Pak Rohman, selaku konsultan juga turut memastikan jalannya proyek. Para babinsa bersama warga desa, kerja keras memastikan setiap jengkal galian sesuai dengan spesifikasi teknis. Hal ini penting karena saat hujan deras, debit permukaan air Sungai Way Arum bisa naik hingga 6 meter, yang menuntut struktur jembatan Garuda yang ekstra kokoh.
Bagi 450 jiwa penduduk yang menggantungkan hidup di antara Desa Tulung Balak dan Desa Tanjung Beringin, jembatan ini adalah segalanya. “Kami tidak hanya membangun jembatan, kami sedang membangun jalan perintis menuju kesejahteraan,” ujar sertu johansyah koramil 412-10/TJR di lokasi.
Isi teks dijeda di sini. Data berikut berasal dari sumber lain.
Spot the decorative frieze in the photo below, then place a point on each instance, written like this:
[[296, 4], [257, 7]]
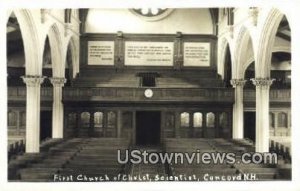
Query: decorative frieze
[[264, 82], [253, 15], [32, 81], [44, 15], [68, 29], [58, 81], [230, 29], [238, 82]]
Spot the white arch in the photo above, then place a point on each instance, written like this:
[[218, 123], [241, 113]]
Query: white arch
[[266, 43], [73, 43], [243, 42], [33, 58], [55, 42], [222, 55]]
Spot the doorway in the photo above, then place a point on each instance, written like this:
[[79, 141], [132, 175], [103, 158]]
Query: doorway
[[148, 128], [249, 125], [45, 125]]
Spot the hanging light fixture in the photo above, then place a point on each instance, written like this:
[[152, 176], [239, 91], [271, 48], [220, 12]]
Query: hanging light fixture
[[151, 14]]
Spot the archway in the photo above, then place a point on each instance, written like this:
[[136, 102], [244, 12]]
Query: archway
[[227, 67]]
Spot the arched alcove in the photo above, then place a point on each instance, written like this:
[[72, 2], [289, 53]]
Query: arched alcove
[[15, 52]]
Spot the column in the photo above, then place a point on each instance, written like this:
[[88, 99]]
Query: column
[[58, 109], [275, 123], [33, 90], [92, 125], [262, 113], [119, 123], [133, 127], [177, 124], [238, 109]]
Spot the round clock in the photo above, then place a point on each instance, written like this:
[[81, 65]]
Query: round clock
[[148, 93]]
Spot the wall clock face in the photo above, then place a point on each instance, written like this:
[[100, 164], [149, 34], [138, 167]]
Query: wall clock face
[[151, 14], [148, 93]]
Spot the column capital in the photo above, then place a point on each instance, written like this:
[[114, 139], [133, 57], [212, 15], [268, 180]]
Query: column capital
[[31, 80], [262, 82], [58, 81], [238, 82]]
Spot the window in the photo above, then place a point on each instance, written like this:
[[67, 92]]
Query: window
[[170, 120], [223, 120], [271, 120], [12, 118], [282, 119], [22, 119], [197, 118], [210, 119], [72, 119], [85, 119], [98, 120], [127, 120], [148, 79], [185, 119], [111, 119]]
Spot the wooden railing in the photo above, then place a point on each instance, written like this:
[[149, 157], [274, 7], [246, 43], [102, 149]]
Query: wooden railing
[[160, 94], [276, 95], [19, 93]]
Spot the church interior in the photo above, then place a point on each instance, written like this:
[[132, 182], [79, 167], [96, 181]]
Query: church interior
[[82, 83]]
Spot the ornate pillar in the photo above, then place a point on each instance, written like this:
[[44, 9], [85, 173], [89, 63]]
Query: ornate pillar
[[33, 90], [177, 124], [58, 109], [275, 123], [119, 124], [238, 109], [262, 113]]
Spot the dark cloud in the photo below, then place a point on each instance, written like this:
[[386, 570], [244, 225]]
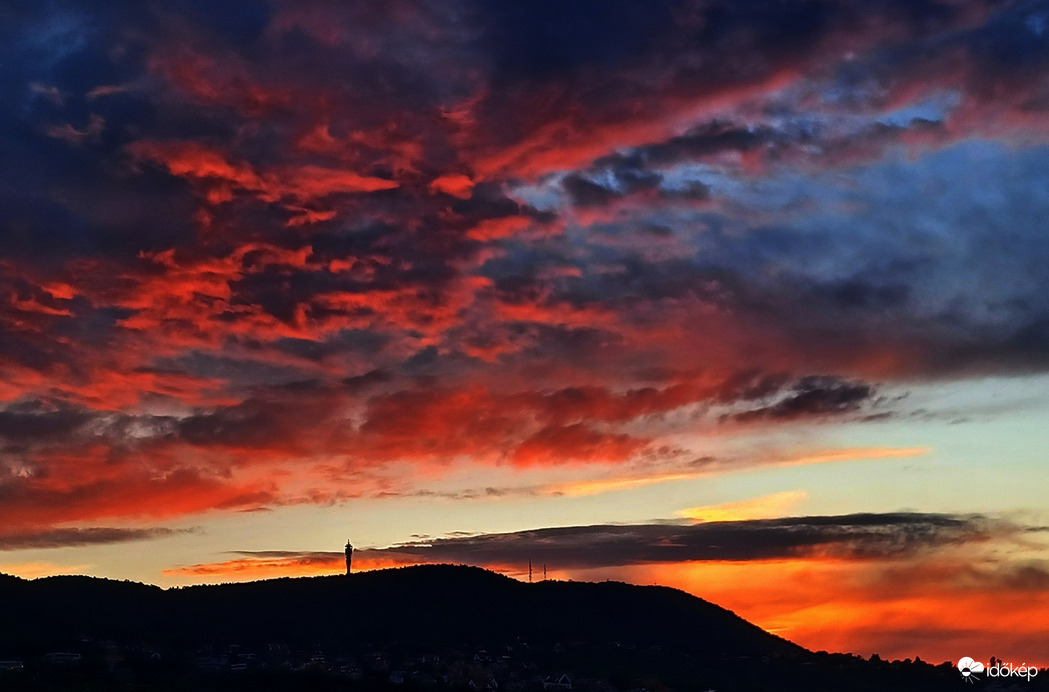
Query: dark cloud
[[813, 395], [55, 538], [859, 536], [413, 232]]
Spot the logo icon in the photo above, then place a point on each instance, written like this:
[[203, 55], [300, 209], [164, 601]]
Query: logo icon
[[968, 668]]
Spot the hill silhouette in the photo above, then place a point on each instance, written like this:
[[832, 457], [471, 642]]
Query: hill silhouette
[[414, 627]]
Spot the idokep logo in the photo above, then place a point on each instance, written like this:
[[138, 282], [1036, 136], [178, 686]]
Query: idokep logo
[[968, 668]]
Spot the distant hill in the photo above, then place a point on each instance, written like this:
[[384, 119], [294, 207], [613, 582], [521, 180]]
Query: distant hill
[[410, 628], [427, 604]]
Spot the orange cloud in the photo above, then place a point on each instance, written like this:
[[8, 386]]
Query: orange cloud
[[767, 506]]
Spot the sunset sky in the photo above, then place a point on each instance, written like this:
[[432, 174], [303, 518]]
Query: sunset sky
[[747, 298]]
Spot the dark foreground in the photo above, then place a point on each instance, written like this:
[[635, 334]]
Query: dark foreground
[[418, 628]]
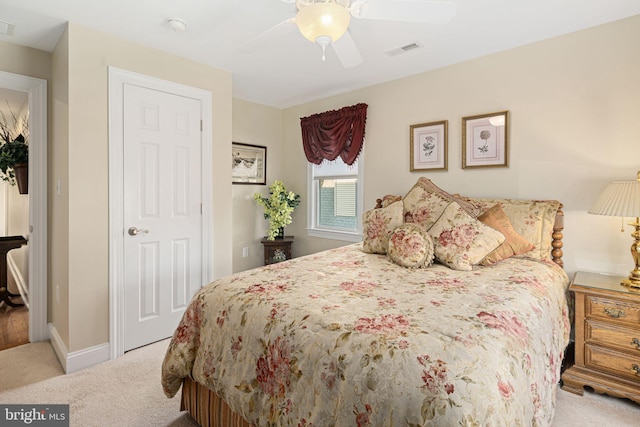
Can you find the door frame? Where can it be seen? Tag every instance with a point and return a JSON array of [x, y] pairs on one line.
[[117, 79], [38, 263]]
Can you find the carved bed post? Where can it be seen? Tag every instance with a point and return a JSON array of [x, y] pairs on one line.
[[557, 236]]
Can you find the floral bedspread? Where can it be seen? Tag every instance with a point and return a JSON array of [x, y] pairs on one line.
[[347, 338]]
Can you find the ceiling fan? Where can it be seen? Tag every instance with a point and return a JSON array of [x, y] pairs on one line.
[[326, 22]]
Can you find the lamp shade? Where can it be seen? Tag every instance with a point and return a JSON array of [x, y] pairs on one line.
[[326, 19], [620, 198]]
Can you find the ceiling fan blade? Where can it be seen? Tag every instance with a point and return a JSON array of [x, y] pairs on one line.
[[347, 51], [416, 11], [282, 29]]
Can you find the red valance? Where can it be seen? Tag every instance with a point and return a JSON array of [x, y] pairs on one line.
[[334, 133]]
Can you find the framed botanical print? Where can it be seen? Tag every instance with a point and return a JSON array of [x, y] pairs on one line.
[[248, 164], [428, 146], [485, 140]]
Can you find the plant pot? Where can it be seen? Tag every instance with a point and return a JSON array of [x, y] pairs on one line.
[[21, 170]]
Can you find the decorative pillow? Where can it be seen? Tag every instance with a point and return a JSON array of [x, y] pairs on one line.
[[378, 224], [462, 241], [389, 199], [425, 202], [514, 243], [532, 219], [411, 246]]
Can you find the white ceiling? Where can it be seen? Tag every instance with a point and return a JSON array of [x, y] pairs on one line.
[[285, 69]]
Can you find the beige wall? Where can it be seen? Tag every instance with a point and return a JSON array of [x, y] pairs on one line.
[[85, 179], [58, 154], [258, 125], [574, 110]]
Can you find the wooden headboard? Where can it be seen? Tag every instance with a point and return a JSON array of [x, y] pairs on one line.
[[556, 236]]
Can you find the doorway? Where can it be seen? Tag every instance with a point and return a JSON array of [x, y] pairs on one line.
[[144, 234], [36, 90], [14, 221]]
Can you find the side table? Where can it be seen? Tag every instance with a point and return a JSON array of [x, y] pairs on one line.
[[607, 352], [277, 250]]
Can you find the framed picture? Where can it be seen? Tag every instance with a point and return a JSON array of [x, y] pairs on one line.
[[248, 164], [428, 146], [485, 140]]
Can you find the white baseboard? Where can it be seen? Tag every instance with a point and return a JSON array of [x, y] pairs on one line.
[[77, 360]]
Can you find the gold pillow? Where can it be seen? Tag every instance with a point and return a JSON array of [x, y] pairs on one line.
[[514, 243]]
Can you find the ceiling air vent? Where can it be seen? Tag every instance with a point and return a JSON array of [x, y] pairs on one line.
[[6, 28], [403, 49]]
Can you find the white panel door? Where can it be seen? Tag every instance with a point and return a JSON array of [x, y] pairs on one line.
[[162, 211]]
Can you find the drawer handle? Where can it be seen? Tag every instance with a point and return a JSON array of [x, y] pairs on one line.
[[614, 312]]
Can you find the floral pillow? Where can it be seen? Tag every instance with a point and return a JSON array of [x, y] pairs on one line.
[[514, 243], [389, 199], [425, 202], [410, 245], [462, 241], [378, 224]]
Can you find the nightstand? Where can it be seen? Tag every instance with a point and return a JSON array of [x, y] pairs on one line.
[[607, 337], [277, 250]]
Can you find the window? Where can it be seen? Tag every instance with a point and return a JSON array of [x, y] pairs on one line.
[[335, 201]]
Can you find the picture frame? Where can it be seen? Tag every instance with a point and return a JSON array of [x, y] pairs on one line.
[[248, 164], [428, 146], [485, 140]]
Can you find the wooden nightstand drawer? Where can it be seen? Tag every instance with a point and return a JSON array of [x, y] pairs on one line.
[[612, 362], [624, 338], [612, 310]]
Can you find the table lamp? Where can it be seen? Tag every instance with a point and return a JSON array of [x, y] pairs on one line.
[[622, 198]]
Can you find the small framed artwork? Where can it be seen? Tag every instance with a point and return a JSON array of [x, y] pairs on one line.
[[248, 164], [428, 146], [485, 140]]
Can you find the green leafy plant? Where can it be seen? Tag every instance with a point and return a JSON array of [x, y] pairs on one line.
[[14, 149], [278, 207]]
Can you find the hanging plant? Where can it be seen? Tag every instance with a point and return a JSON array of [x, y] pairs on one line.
[[14, 149]]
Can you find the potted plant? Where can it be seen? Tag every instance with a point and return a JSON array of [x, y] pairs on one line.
[[278, 208], [14, 152]]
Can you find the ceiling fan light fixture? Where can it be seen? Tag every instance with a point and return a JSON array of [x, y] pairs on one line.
[[319, 21]]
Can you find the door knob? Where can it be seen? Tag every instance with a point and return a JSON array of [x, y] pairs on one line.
[[133, 231]]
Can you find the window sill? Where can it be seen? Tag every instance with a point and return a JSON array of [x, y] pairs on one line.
[[334, 234]]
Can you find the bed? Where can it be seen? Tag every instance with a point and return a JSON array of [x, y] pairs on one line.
[[434, 319]]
Jembatan ini nantinya akan memangkas waktu tempuh warga dalam mengangkut hasil bumi. yang diproyeksikan menjadi jalur vital untuk distribusi logistik Makan Bergizi Gratis (MBG), memastikan program pemerintah pusat tersebut sampai ke tangan warga dan anak- anak sekolah tanpa terkendala akses geografis.
Semangat yang tak padam, meski medan di pinggiran sungai cukup menantang, semangat gotong royong Babinsa dan warga tidak surut. Kehadiran mereka saling bahu membahu satu sama lain.
Semangat kebut, bukan berarti mengabaikan kualitas, melainkan bentuk dedikasi kekuatan yang harus kokoh, agar akses utama pendidikan dan ekonomi segera dinikmati. Dengan progres yang ada saat ini, harapan agar Desa Tulung Balak dan Tanjung Beringin dapat segera terhubung sepenuhnya.